= American Indian Dance Theatre =

Indigenous North American performing arts company

American Indian Dance Theatre is a professional performing arts company presenting the dances and songs of Native Americans in the United States and the First Nations of Canada.

==History==
The group was founded in 1987 with Hanay Geiogamah as director and Barbara Schwei as producer. Raoul Trujillo served as choreographer and co-director. The creation of the company resulted from the success of a previous production led by Geiogamah and Schwei the previous year. The group includes members from many different tribal backgrounds. Their first performance was in Washington, D.C. at Ford's Theater. It made its New York City debut in 1989 in Manhattan's Joyce Theater. They tour to various locations including the United States, Canada, Europe, Asia, North Africa, and the Middle East.

In 2006, American Indian Dance Theater joined a multicultural consortium called the "Cultural Roundtable" at the Los Angeles Theatre Center in order to attract various audiences in the downtown Los Angeles area. Other performance groups belonging to the Cultural Roundtable include the Latino Theater Company, Playwrights' Arena, Robey Theatre Company, Culture Clash and Cedar Grove OnStage.

== Features ==
The company aims to tackle stereotypes and allow for an understanding of their culture through different platforms, such as live performances, television, and films. Their performances include both ceremonial and seasonal dances that all tell stories of the Native American heritage. Geiogamah noted in one interview that the performances act in opposition to Hollywood depictions and inaccurate media, ensuring the dances are authentic, but also educational. He also created a system to categorize the different types of American Indian dances that stem from 430 tribes in the U.S. A few examples of the tribes include the Zuni, Yakima, Warm Springs, Apache, Assiniboine, Navajo, Sioux, Cherokee, Cheyenne, Chippewa, Comanche, Southern Ute, Cree, Creek, Crow, Kiowa, Hidatsa, and Delaware.

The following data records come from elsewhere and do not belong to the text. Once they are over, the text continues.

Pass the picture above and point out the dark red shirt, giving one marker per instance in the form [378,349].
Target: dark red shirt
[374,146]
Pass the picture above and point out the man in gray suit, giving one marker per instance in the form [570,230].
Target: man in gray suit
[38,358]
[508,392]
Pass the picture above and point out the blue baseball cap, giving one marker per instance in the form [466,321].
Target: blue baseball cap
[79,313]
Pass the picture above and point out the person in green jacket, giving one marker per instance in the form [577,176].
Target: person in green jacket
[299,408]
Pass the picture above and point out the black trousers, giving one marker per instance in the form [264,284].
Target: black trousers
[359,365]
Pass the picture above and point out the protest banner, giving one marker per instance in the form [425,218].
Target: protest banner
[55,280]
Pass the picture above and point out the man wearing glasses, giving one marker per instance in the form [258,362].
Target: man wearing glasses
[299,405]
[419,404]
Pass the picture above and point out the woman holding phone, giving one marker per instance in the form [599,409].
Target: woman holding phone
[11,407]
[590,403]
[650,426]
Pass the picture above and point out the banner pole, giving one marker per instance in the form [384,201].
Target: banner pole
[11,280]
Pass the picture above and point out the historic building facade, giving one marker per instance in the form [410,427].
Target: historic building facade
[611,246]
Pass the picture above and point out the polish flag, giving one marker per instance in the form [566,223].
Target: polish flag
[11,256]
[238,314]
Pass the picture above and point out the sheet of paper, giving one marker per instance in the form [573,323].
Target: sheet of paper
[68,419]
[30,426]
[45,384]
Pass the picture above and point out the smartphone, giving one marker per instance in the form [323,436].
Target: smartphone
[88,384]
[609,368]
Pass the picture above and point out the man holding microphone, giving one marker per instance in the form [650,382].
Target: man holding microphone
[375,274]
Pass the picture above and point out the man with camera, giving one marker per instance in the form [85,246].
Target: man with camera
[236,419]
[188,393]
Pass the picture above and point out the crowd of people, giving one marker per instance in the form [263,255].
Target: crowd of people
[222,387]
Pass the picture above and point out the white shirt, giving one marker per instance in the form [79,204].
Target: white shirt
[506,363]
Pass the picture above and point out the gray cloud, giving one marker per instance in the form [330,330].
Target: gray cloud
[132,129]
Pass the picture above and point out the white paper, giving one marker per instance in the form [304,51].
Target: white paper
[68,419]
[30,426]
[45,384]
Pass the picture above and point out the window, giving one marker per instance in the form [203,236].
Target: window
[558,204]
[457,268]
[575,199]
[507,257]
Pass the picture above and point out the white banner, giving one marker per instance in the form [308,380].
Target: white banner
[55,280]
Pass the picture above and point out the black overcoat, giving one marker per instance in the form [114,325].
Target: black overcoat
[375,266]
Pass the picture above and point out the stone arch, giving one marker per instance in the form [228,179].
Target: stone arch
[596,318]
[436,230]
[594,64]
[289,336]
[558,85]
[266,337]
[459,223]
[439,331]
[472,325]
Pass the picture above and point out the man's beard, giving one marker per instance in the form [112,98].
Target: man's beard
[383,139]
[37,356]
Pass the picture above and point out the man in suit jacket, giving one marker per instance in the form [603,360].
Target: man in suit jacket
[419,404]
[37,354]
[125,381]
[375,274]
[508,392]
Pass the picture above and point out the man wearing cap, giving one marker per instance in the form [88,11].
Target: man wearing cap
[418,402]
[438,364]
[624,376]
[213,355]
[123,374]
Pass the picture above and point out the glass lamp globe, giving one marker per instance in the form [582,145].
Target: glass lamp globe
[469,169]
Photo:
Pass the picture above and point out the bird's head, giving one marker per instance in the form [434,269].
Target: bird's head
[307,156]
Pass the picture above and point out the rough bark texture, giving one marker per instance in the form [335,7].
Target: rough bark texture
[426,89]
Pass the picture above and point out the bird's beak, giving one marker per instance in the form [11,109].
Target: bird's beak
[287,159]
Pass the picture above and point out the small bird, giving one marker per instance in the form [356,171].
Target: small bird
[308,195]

Geiogamah researches and combines different elements of the dances to form new content while still keeping the authenticity and meaning of the originals alive.

These dances also involve music and costumes with a large focus on tradition. One distinct feature of this group is that the dancers involved originate from 20 different tribes. Within the performances, there are dancers, drummers, and singers, and there is large focus on details such as the animal masks, the traditional jewelry, and handmade feathered and beaded costumes.

== Performances ==
Some notable events include the Pillow debut performance in which the company collaborated with two Hawaiian groups in 1995 and 1998. Another includes performances with the titles "Eagle Dance" and "Hoop Dance" in which the stories of creation are told and communicated through the sign language of the Native peoples. The Eagle Dance tends to vary depending on the region in which it is performed, but the underlying theme of maturity and growth is still present within each. The Hoop Dance comes from a legend in which a man who was dying aspired to leave a mark on earth and was given the opportunity to obtain more hoops for every natural form he was able to recreate. Another notable dance performed by the American Indian Dance Theatre includes "The Warrior Prepares," which explains how the concept of warriors came to be.

== Recognition ==
The group has been nominated for both a Grammy and Emmy award. In 1993, they had an Emmy nomination in the category "Outstanding Children's Program."

== Influence ==
The company was mentioned as inspirations for other tribal dance groups, such as Indigenous Enterprise, due to their influential means of story-telling.

==Films==
- American Indian Dance Theater. Vol. 1, Finding the Circle (1996). Originally produced in 1989 as a segment of the PBS television series Great Performances/Dance in America. A production of WNET/Thirteen in association with Tatge/Lasseur Productions, Inc. Directed by Merrill Brockway. Phoenix, Arizona: Canyon Records & Indian Arts. Presents a variety of Indian dances, performed on stage and at various international powwows. Includes Plains Indians' hoop, eagle, and Apache Crown Dances, the Zuni rainbow dance, powwow dances (grass, men's traditional and fancy, women's fancy shawl), and Plains snake and buffalo dances.
- American Indian Dance Theater (1996). Dances for the New Generations. Produced in 1993 for PBS Great Performances/Dance in America. Produced by Barbara Schwei and Hanay Geiogamah, in association with Phil Lucas Productions. Directed by Phil Lucas and Hanay Geiogamah. Performances of Native American Indian dances performed with traditional drums and music. The dancers wear traditional native regalia and makeup, and perform in various venues, including a powwow. Includes dances from the Northwest (Makah and Kwakiutl), Northeast (Seneca and Penobscot), and Plains Indians.